Il 2013 doveva essere l’anno della ripresa economica.

Così dicono dei giorni a seguire, dopo queste ore di feste.

Il 2014 ci metterà alla prova. Ancora una volta.

C’è tanto da scavare nel fossato dell’ideologia dominante.

Contro la dispotica dottrina del Dio potere, del Dio denaro, di qualsiasi Dio.

C’è bisogno di un nuovo patto fra quest’umanità dolente.

Voglio crederci. Ho scelto da che parte stare e tu?

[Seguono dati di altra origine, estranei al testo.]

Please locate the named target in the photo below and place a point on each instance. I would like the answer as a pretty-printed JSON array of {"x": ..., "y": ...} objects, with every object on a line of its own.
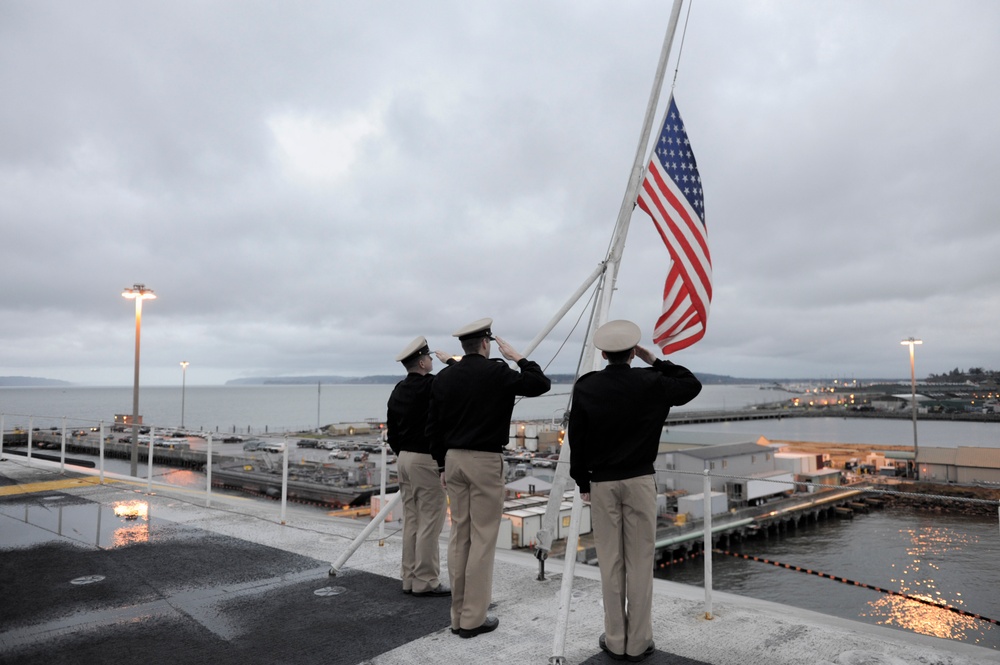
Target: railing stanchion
[
  {"x": 707, "y": 489},
  {"x": 62, "y": 449},
  {"x": 100, "y": 448},
  {"x": 381, "y": 501},
  {"x": 284, "y": 481},
  {"x": 149, "y": 471}
]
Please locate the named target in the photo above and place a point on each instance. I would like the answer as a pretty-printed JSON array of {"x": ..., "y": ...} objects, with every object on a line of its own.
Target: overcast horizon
[{"x": 307, "y": 187}]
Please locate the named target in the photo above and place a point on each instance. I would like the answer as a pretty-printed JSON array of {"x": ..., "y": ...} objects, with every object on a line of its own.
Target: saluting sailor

Spezzare le catena dell’ignavia, della sofferenza.

Con un gesto d’amore e di rabbia che cementa, non distrugge solo.

Per tirare fuori le migliori energie, quelle pure, come il sorriso di una bambina.

I figli sono di chi li cresce, ma soprattutto sono loro.

“Il piacere di essere sé e di appartenersi darebbe al sapere quell’attrazione passionale,che giustifica quello sforzo senza ricorrere alla costrizione. “ (R. Vaneigen)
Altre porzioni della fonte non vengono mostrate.